Surveying at Pen-y-Bryn Slate Quarry in the Nantlle Valley





RCAHMW Investigator Spencer Smith surveying a row of workers’ cottages at Pen y Bryn Slate Quarry in the Nantlle Valley.

Louise Barker and Spencer Smith, Investigators with the Royal Commission are in the process of surveying Pen-y-Bryn Slate Quarry in the Nantlle Valley (NPRN: 33674) as part of the Atlanterra Project .

Pen-y-Bryn Slate Quarry is not as well known as Dorothea Slate Quarry (NPRN: 40539) to the west with its rare surviving Beam engine, or Pen-yr-orsedd Slate Quarry (NPRN: 40565) to the north with a series of aerial ropeways known as 'Blondins'. However, it is important because the complex of buildings used by the quarry workers survives almost complete including  their cottages a Saw Mill and a Weighbridge.

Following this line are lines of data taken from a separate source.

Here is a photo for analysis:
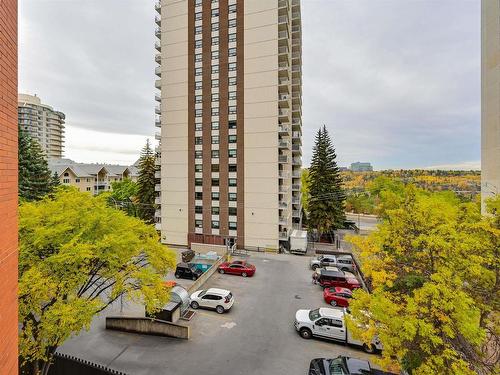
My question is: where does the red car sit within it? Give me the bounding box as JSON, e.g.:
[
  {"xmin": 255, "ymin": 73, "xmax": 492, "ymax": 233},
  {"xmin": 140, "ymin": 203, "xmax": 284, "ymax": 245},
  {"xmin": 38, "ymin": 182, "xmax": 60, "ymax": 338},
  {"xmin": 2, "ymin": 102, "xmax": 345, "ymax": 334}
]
[
  {"xmin": 219, "ymin": 260, "xmax": 255, "ymax": 277},
  {"xmin": 323, "ymin": 286, "xmax": 352, "ymax": 307},
  {"xmin": 313, "ymin": 269, "xmax": 361, "ymax": 290}
]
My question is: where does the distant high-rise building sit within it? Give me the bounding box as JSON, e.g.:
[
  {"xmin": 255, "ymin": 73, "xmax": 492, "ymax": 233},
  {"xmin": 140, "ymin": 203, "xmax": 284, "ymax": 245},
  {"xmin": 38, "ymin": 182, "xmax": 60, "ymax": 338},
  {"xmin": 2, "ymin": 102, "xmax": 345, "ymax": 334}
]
[
  {"xmin": 155, "ymin": 0, "xmax": 302, "ymax": 253},
  {"xmin": 18, "ymin": 94, "xmax": 66, "ymax": 158},
  {"xmin": 351, "ymin": 161, "xmax": 373, "ymax": 172},
  {"xmin": 481, "ymin": 0, "xmax": 500, "ymax": 210},
  {"xmin": 0, "ymin": 0, "xmax": 19, "ymax": 375}
]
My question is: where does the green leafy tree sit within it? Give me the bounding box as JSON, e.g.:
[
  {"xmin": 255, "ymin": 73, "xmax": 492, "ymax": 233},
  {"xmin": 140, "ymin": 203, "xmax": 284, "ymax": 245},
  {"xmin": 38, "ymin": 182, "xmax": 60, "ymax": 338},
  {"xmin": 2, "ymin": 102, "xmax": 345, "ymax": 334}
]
[
  {"xmin": 307, "ymin": 126, "xmax": 345, "ymax": 239},
  {"xmin": 18, "ymin": 128, "xmax": 52, "ymax": 201},
  {"xmin": 106, "ymin": 179, "xmax": 139, "ymax": 217},
  {"xmin": 19, "ymin": 188, "xmax": 175, "ymax": 375},
  {"xmin": 349, "ymin": 189, "xmax": 500, "ymax": 375},
  {"xmin": 137, "ymin": 140, "xmax": 156, "ymax": 223}
]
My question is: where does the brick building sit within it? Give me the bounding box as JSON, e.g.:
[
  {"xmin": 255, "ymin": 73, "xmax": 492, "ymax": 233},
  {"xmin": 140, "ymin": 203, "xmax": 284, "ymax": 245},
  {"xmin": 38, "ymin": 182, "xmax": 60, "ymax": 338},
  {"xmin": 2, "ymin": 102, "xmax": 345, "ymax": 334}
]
[{"xmin": 0, "ymin": 0, "xmax": 18, "ymax": 375}]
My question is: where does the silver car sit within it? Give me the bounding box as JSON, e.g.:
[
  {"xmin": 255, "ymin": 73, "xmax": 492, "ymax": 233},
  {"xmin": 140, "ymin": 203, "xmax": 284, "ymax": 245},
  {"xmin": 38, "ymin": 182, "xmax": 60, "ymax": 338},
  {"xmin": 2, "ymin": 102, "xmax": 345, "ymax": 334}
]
[{"xmin": 310, "ymin": 255, "xmax": 355, "ymax": 272}]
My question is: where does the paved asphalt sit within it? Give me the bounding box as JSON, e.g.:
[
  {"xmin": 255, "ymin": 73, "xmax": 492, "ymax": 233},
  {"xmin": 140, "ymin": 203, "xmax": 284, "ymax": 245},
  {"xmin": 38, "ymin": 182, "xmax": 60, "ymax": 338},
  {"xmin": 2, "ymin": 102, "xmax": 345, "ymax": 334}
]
[{"xmin": 59, "ymin": 254, "xmax": 373, "ymax": 375}]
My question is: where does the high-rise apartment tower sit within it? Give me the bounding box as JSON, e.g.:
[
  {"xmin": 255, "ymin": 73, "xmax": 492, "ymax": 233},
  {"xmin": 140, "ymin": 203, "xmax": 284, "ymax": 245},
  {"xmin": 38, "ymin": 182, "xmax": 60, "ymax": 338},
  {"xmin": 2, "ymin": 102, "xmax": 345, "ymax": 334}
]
[
  {"xmin": 481, "ymin": 0, "xmax": 500, "ymax": 210},
  {"xmin": 155, "ymin": 0, "xmax": 302, "ymax": 253},
  {"xmin": 18, "ymin": 94, "xmax": 66, "ymax": 158}
]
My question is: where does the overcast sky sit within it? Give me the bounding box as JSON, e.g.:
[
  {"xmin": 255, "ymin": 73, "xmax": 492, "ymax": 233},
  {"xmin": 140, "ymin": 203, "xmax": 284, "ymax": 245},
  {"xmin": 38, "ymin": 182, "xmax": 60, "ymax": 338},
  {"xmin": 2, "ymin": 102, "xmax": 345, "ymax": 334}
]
[{"xmin": 19, "ymin": 0, "xmax": 480, "ymax": 169}]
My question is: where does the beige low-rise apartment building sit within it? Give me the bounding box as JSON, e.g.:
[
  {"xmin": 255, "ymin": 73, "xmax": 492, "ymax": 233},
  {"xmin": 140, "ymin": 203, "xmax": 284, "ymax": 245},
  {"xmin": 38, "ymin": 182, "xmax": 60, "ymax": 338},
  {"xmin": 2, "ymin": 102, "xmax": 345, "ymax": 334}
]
[
  {"xmin": 49, "ymin": 159, "xmax": 138, "ymax": 195},
  {"xmin": 17, "ymin": 94, "xmax": 66, "ymax": 158},
  {"xmin": 155, "ymin": 0, "xmax": 302, "ymax": 253},
  {"xmin": 481, "ymin": 0, "xmax": 500, "ymax": 212}
]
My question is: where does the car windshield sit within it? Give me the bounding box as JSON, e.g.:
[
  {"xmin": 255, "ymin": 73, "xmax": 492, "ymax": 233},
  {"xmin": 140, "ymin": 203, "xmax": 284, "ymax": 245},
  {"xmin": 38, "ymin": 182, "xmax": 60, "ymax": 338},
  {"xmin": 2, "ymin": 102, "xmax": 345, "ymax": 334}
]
[{"xmin": 309, "ymin": 309, "xmax": 321, "ymax": 321}]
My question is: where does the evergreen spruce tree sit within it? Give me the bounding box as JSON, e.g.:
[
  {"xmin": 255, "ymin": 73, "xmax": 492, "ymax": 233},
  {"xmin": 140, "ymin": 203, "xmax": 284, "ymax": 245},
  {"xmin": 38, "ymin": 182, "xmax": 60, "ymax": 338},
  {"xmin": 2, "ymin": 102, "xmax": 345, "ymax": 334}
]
[
  {"xmin": 18, "ymin": 128, "xmax": 52, "ymax": 201},
  {"xmin": 308, "ymin": 126, "xmax": 346, "ymax": 242},
  {"xmin": 137, "ymin": 140, "xmax": 156, "ymax": 223}
]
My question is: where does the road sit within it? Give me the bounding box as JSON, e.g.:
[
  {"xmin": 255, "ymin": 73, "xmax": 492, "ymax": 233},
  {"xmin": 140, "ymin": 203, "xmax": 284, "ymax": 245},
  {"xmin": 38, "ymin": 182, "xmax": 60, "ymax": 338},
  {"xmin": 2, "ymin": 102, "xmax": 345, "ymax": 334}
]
[
  {"xmin": 60, "ymin": 254, "xmax": 373, "ymax": 375},
  {"xmin": 346, "ymin": 213, "xmax": 380, "ymax": 231}
]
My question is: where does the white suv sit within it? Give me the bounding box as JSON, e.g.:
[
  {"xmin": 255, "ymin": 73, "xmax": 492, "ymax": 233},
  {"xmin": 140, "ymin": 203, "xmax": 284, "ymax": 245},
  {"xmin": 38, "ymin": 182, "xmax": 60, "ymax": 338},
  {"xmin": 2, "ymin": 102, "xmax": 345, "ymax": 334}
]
[
  {"xmin": 294, "ymin": 307, "xmax": 382, "ymax": 353},
  {"xmin": 190, "ymin": 288, "xmax": 234, "ymax": 314}
]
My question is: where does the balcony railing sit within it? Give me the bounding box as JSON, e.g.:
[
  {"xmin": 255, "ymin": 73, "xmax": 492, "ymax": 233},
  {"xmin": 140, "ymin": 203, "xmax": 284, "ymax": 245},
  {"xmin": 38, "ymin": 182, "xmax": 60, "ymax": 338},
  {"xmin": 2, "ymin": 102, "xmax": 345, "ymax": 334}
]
[
  {"xmin": 278, "ymin": 47, "xmax": 288, "ymax": 54},
  {"xmin": 278, "ymin": 140, "xmax": 290, "ymax": 148},
  {"xmin": 278, "ymin": 16, "xmax": 288, "ymax": 24},
  {"xmin": 278, "ymin": 63, "xmax": 290, "ymax": 70}
]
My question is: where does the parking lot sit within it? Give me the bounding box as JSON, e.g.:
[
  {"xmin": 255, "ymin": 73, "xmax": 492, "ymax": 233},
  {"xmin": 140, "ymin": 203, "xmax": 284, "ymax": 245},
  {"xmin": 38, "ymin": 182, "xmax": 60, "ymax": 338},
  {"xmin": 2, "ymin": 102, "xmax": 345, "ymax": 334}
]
[{"xmin": 60, "ymin": 254, "xmax": 371, "ymax": 375}]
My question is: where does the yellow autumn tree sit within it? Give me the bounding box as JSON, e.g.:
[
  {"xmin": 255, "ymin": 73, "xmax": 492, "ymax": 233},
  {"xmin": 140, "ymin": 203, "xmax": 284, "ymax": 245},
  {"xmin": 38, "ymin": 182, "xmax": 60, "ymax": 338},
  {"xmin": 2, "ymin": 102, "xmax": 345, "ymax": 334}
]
[
  {"xmin": 349, "ymin": 185, "xmax": 500, "ymax": 375},
  {"xmin": 19, "ymin": 189, "xmax": 175, "ymax": 375}
]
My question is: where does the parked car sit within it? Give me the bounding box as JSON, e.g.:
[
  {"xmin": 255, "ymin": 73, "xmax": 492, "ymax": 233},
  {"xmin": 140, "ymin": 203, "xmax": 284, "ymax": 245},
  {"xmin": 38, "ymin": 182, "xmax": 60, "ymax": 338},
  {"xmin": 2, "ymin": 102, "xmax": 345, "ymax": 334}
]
[
  {"xmin": 308, "ymin": 356, "xmax": 393, "ymax": 375},
  {"xmin": 294, "ymin": 307, "xmax": 382, "ymax": 353},
  {"xmin": 323, "ymin": 286, "xmax": 352, "ymax": 307},
  {"xmin": 310, "ymin": 255, "xmax": 356, "ymax": 272},
  {"xmin": 190, "ymin": 288, "xmax": 234, "ymax": 314},
  {"xmin": 175, "ymin": 263, "xmax": 203, "ymax": 280},
  {"xmin": 218, "ymin": 260, "xmax": 255, "ymax": 277},
  {"xmin": 312, "ymin": 268, "xmax": 361, "ymax": 290}
]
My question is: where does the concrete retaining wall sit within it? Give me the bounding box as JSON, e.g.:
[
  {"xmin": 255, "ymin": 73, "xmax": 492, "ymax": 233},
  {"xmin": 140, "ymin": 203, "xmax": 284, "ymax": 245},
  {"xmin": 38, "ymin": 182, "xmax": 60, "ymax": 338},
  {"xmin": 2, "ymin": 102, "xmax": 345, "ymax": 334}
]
[
  {"xmin": 188, "ymin": 254, "xmax": 227, "ymax": 295},
  {"xmin": 106, "ymin": 316, "xmax": 190, "ymax": 339}
]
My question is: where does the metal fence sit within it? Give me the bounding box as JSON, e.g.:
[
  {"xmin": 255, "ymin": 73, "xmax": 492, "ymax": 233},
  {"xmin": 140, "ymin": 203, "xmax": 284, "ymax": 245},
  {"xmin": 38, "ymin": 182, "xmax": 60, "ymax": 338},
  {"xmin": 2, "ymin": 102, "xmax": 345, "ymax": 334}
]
[{"xmin": 49, "ymin": 353, "xmax": 128, "ymax": 375}]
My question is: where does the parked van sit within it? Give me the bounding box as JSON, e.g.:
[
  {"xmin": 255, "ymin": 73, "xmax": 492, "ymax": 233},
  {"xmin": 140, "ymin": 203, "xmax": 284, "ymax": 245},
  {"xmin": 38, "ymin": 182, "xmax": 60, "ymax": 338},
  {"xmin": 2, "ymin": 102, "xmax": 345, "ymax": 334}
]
[{"xmin": 294, "ymin": 307, "xmax": 382, "ymax": 353}]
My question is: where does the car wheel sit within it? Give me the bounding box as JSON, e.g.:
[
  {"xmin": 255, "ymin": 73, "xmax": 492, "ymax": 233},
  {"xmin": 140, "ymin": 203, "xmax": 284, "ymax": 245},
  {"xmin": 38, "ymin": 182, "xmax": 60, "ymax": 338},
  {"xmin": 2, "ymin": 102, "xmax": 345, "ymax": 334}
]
[
  {"xmin": 363, "ymin": 344, "xmax": 375, "ymax": 354},
  {"xmin": 300, "ymin": 328, "xmax": 312, "ymax": 340}
]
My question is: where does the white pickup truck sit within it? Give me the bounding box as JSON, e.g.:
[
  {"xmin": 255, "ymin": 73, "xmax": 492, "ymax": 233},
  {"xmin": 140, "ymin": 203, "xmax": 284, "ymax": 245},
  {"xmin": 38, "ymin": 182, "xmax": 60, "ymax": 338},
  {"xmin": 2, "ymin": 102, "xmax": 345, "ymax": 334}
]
[{"xmin": 295, "ymin": 307, "xmax": 382, "ymax": 353}]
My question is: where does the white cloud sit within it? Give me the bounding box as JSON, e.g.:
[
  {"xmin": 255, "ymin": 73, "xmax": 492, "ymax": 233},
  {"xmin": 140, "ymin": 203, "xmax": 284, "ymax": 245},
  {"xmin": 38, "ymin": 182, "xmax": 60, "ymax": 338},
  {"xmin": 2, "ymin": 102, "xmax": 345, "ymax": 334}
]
[
  {"xmin": 65, "ymin": 126, "xmax": 154, "ymax": 165},
  {"xmin": 423, "ymin": 160, "xmax": 481, "ymax": 171}
]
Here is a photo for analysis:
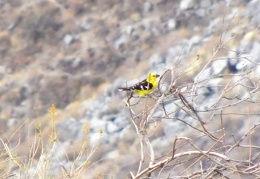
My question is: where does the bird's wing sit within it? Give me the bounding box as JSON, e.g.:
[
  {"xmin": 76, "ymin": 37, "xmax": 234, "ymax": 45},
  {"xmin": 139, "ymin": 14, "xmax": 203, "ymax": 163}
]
[{"xmin": 130, "ymin": 80, "xmax": 153, "ymax": 90}]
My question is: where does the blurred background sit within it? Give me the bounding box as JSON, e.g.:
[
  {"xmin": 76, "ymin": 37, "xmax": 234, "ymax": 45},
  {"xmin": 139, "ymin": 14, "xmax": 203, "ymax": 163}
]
[{"xmin": 0, "ymin": 0, "xmax": 260, "ymax": 178}]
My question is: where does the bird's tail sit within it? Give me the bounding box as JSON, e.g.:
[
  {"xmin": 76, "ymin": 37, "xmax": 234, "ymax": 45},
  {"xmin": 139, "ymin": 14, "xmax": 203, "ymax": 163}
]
[{"xmin": 118, "ymin": 88, "xmax": 132, "ymax": 91}]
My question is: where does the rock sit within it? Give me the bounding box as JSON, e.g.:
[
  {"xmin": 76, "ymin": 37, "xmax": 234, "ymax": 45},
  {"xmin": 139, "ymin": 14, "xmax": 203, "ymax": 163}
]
[
  {"xmin": 179, "ymin": 0, "xmax": 196, "ymax": 10},
  {"xmin": 63, "ymin": 34, "xmax": 76, "ymax": 45}
]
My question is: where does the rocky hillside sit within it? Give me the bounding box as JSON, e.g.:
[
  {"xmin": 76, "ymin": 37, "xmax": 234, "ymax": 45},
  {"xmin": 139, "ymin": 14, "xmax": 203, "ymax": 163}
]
[{"xmin": 0, "ymin": 0, "xmax": 260, "ymax": 178}]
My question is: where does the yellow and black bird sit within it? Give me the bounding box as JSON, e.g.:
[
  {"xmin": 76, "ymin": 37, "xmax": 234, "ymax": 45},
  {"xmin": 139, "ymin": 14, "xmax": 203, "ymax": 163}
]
[{"xmin": 118, "ymin": 73, "xmax": 160, "ymax": 96}]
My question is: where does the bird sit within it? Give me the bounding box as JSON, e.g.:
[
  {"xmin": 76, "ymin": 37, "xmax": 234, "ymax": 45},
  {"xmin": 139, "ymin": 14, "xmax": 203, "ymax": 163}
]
[{"xmin": 118, "ymin": 73, "xmax": 160, "ymax": 96}]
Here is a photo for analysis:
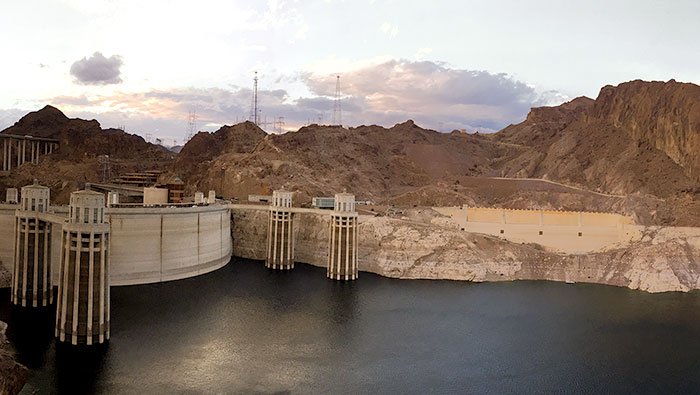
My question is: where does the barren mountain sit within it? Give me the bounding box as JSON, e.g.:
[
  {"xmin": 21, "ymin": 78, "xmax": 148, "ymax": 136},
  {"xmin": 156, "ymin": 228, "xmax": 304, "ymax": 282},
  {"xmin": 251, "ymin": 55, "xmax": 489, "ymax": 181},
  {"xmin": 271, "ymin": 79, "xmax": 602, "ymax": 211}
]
[
  {"xmin": 0, "ymin": 106, "xmax": 175, "ymax": 203},
  {"xmin": 176, "ymin": 81, "xmax": 700, "ymax": 225},
  {"xmin": 0, "ymin": 80, "xmax": 700, "ymax": 225},
  {"xmin": 491, "ymin": 81, "xmax": 700, "ymax": 197}
]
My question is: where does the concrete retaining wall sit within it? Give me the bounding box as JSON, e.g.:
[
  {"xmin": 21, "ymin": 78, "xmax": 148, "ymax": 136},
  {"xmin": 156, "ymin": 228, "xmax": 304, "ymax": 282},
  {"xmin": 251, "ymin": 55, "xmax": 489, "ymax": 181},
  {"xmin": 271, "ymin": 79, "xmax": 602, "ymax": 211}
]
[
  {"xmin": 0, "ymin": 205, "xmax": 232, "ymax": 285},
  {"xmin": 433, "ymin": 206, "xmax": 641, "ymax": 254}
]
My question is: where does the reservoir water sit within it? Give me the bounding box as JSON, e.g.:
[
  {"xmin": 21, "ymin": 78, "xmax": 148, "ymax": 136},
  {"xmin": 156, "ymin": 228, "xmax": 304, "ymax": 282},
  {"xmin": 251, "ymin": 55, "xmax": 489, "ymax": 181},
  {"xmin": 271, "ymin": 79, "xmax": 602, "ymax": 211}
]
[{"xmin": 0, "ymin": 259, "xmax": 700, "ymax": 394}]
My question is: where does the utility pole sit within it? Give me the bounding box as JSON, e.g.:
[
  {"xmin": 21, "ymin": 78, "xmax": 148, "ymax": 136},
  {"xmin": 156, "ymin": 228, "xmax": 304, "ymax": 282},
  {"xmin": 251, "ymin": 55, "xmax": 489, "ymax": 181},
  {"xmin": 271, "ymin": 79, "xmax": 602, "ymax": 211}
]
[
  {"xmin": 98, "ymin": 155, "xmax": 111, "ymax": 184},
  {"xmin": 249, "ymin": 71, "xmax": 260, "ymax": 125},
  {"xmin": 333, "ymin": 75, "xmax": 343, "ymax": 126},
  {"xmin": 185, "ymin": 110, "xmax": 197, "ymax": 143}
]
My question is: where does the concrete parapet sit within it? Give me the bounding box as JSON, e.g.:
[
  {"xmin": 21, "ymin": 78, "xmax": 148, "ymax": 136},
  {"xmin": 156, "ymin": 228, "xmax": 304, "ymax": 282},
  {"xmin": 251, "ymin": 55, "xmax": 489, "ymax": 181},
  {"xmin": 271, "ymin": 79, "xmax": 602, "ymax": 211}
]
[{"xmin": 265, "ymin": 190, "xmax": 294, "ymax": 270}]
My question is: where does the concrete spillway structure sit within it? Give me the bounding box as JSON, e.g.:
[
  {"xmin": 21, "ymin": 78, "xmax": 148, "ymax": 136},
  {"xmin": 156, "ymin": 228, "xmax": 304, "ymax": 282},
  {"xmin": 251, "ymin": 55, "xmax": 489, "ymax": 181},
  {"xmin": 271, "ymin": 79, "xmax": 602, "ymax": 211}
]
[
  {"xmin": 11, "ymin": 182, "xmax": 53, "ymax": 307},
  {"xmin": 265, "ymin": 190, "xmax": 294, "ymax": 270},
  {"xmin": 327, "ymin": 192, "xmax": 358, "ymax": 280},
  {"xmin": 56, "ymin": 191, "xmax": 109, "ymax": 345}
]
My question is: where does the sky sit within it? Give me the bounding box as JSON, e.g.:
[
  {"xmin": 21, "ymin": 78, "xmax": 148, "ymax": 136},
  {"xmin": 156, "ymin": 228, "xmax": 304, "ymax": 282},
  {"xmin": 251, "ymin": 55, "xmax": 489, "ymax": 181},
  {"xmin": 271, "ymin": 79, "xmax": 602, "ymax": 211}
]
[{"xmin": 0, "ymin": 0, "xmax": 700, "ymax": 145}]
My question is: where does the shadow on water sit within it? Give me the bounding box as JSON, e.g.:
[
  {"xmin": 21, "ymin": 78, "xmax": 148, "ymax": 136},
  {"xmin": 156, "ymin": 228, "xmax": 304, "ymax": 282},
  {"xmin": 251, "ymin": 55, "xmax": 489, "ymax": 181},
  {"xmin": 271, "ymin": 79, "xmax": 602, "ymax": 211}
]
[
  {"xmin": 0, "ymin": 258, "xmax": 700, "ymax": 394},
  {"xmin": 54, "ymin": 342, "xmax": 109, "ymax": 394}
]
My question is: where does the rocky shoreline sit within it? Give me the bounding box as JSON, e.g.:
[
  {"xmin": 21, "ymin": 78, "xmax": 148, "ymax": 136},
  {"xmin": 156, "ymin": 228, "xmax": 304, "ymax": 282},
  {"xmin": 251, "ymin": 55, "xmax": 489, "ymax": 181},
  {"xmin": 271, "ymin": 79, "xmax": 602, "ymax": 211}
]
[{"xmin": 232, "ymin": 210, "xmax": 700, "ymax": 293}]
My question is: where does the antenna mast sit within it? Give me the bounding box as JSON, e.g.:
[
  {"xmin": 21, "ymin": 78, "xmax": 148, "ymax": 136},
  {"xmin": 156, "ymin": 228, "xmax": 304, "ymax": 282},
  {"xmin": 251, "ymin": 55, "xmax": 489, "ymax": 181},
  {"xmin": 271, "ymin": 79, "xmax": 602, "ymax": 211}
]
[
  {"xmin": 185, "ymin": 110, "xmax": 197, "ymax": 143},
  {"xmin": 333, "ymin": 75, "xmax": 343, "ymax": 126},
  {"xmin": 248, "ymin": 71, "xmax": 260, "ymax": 125}
]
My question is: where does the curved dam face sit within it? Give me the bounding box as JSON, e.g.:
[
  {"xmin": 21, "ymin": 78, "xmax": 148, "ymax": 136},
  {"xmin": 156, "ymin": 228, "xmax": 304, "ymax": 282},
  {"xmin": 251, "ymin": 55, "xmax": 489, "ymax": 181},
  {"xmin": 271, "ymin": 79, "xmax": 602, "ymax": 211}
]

The quarry buildings were not the first buildings to be constructed at Pen-y-bryn, and the quarry takes its name from a 17th-century house which was still occupied while the slate quarry was in production around it and continued to be lived in until after World War II. The house is already designated a listed building by CADW, and when surveyed as part of the quarry complex will provide an important addition to the Royal Commission archive.
 

Dr. Gwynfor Pierce Jones, an expert on the slate industry of the Nantlle Valley and Eryl Williams, Conservation Officer for Gwynedd County Council are among those who viewed the survey work in progress.

Further survey work will be carried out in the coming weeks to survey the pumping system which kept the Quarry pits from filling with water whilst they were being worked by the quarrymen, and an animation of the complex will be completed for summer 2012.